The Secret Life of Buildings: Residential Courts
In our last Secret Life of Buildings post we tackled trinity homes. What we didn’t get around to mentioning are the residential courts that many houses of this style are nestled into. Residential courts are the smallest of the small streets, cartways, and alleyways that were carved out of William Penn’s Greene Country Towne in the 18th and 19th centuries. They are so small, in fact, that these dead end nooks are pedestrian only, often with an communal courtyard space.
Often gated and consisting of anywhere from three to twelve homes on average and typically (though not always) bandbox style, these petite residential courts are yet another distinctive feature of Philadelphia’s urban design and built environment.

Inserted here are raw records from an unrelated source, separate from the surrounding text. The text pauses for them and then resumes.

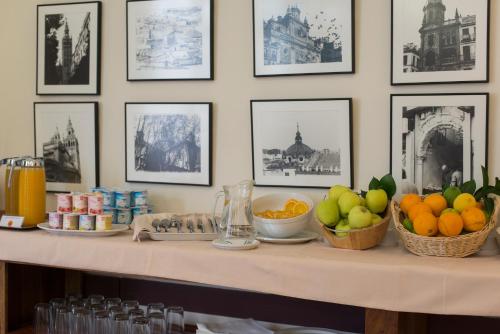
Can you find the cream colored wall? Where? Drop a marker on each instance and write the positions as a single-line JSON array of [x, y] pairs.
[[231, 92]]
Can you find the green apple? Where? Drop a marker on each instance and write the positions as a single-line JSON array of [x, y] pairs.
[[328, 212], [342, 228], [376, 219], [337, 191], [450, 194], [360, 217], [376, 200], [347, 201], [449, 210]]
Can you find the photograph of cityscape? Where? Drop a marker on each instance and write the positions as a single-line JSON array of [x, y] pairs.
[[445, 36], [295, 33], [168, 39]]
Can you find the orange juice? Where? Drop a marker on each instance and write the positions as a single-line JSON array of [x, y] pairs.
[[12, 191], [32, 194]]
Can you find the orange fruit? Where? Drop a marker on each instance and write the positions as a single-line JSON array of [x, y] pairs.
[[450, 224], [408, 201], [437, 202], [474, 219], [425, 224], [417, 209]]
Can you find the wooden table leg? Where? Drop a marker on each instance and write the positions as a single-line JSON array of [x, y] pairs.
[[3, 297], [388, 322]]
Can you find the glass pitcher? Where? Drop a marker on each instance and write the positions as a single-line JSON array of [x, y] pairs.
[[32, 191], [236, 220]]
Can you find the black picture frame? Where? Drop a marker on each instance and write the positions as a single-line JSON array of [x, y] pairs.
[[96, 165], [349, 141], [96, 77], [482, 128], [210, 77], [437, 82], [352, 50], [209, 143]]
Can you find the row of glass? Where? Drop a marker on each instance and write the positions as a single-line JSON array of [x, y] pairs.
[[99, 315]]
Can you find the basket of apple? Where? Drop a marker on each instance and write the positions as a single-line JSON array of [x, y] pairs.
[[356, 221], [454, 223]]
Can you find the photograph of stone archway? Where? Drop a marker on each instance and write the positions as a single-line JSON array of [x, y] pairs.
[[440, 144]]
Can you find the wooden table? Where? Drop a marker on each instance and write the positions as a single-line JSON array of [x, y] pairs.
[[393, 285]]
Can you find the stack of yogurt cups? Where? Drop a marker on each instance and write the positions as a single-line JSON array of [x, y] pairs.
[[77, 211], [124, 205]]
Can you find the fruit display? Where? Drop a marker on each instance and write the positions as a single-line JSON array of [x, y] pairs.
[[344, 211], [292, 208]]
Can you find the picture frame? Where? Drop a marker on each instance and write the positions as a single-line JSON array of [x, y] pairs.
[[302, 143], [168, 143], [444, 42], [324, 30], [180, 48], [67, 136], [69, 49], [439, 139]]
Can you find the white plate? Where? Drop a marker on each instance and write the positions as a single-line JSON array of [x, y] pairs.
[[235, 244], [305, 330], [299, 238], [117, 228]]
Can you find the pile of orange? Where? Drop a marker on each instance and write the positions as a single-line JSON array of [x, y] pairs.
[[431, 216], [292, 208]]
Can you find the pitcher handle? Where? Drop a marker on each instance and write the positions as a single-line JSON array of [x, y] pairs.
[[218, 195]]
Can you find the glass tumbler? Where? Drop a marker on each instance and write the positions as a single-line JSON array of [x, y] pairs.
[[62, 320], [41, 321], [157, 324], [82, 322], [140, 326], [175, 320], [102, 323], [120, 324]]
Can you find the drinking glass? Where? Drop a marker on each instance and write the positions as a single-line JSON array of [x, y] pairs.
[[157, 324], [82, 322], [129, 305], [155, 307], [62, 320], [112, 302], [175, 320], [101, 323], [120, 324], [140, 325], [41, 323], [96, 299]]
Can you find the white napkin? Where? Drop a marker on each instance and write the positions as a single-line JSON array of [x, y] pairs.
[[247, 326], [144, 223]]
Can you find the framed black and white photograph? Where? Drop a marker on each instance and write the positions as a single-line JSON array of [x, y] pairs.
[[67, 136], [440, 41], [68, 48], [303, 37], [170, 40], [169, 143], [302, 143], [439, 139]]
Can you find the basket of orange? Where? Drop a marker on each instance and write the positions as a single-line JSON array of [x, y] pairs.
[[455, 223]]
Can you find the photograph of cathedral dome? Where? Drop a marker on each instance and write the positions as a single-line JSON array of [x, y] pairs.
[[439, 38], [304, 143], [68, 48], [301, 37]]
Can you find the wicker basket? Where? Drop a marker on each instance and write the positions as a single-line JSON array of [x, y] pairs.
[[358, 239], [460, 246]]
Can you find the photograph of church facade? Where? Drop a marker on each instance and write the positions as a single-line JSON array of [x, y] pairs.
[[292, 38], [67, 49], [299, 158], [446, 43], [62, 156]]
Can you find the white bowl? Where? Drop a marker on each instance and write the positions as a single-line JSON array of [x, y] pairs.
[[280, 228]]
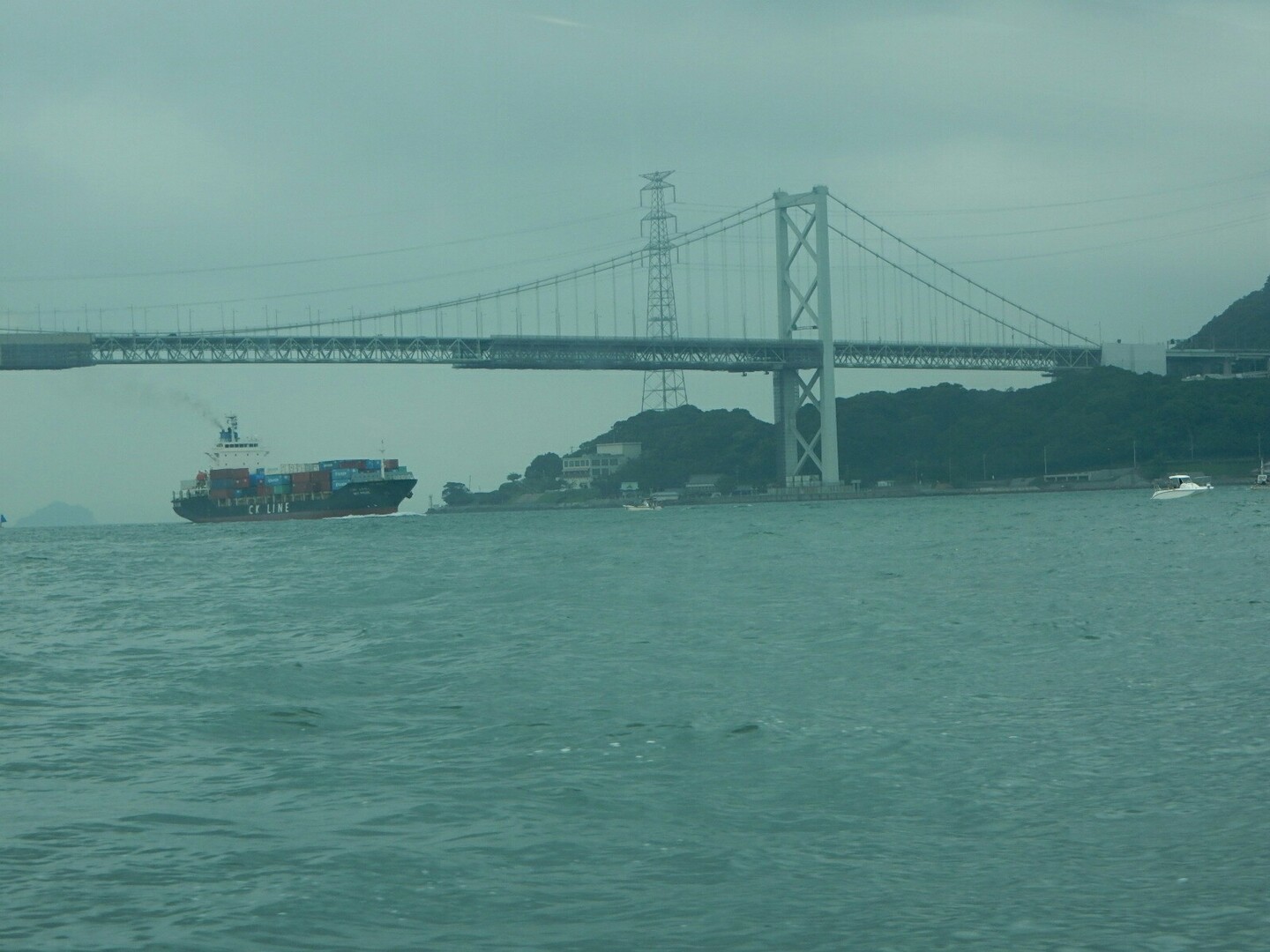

Unfortunately, fewer of these residential court have survived into the 20th century than the trinity homes of our earlier exploration. The small scale, dense houses were historically built for craftsmen and factory workers, and as these industries faded in the 20th century, so did much of the housing.
As a city that cherishes history, however, Philadelphia held on to a handful of these residential courts. Some might sit right in your neighborhood without you ever having noticed since they’re such hidden secrets of the city. A few of the most architecturally or historically pertinent courts have even made their way onto the Philadelphia Register of Historic Places. Among those are Loxley and Bladen’s Courts in Old City and Drinker’s and Bell’s Courts in Society Hill.
The common form that the residential court takes is with one or two larger houses fronting a main street with an attached row of trinities behind accessed by an alleyway between the two or beside the one street fronting properties.
While some of the most iconic Philadelphia residential courts still standing today are in Old City, Society Hill, Queen Village, and Rittenhouse, this housing type was at one time even more common in neighborhoods like Northern Liberties, Fishtown, and Kensington. The reason for this was mainly that the courts were built to house factory workers efficiently and close by to the workplace which were frequently located in these River Wards neighborhoods.
Many of the residential courts in these neighborhoods just northeast of Center City vanished after the industrial age and in the wake of the construction of I-95 between 1959-1979. While these homes were not necessarily notable for their architectural style since they were of a straightforward and unadorned construction, they are significant for their representation of a local housing type and as a distinct iteration of 19th century urban design in Philadelphia. We’ve touched on a few residential courts in prior blog posts, like our Blocks We Love on 700 Miller Street and 700 North Bodine Street.
Not only are these homes desirable for their historic connection, original features, and quiet, private space that is separated from the main street, they also are uniquely Philadelphia. Many of the courts are so obscured within the city’s blocks many people don’t even realize they exist. As a hidden secret of Philadelphia, the residential courts tell a story about the city’s early development, industrial roots, and distinction as a city of streets of rowhomes within streets of rowhomes within streets of rowhomes.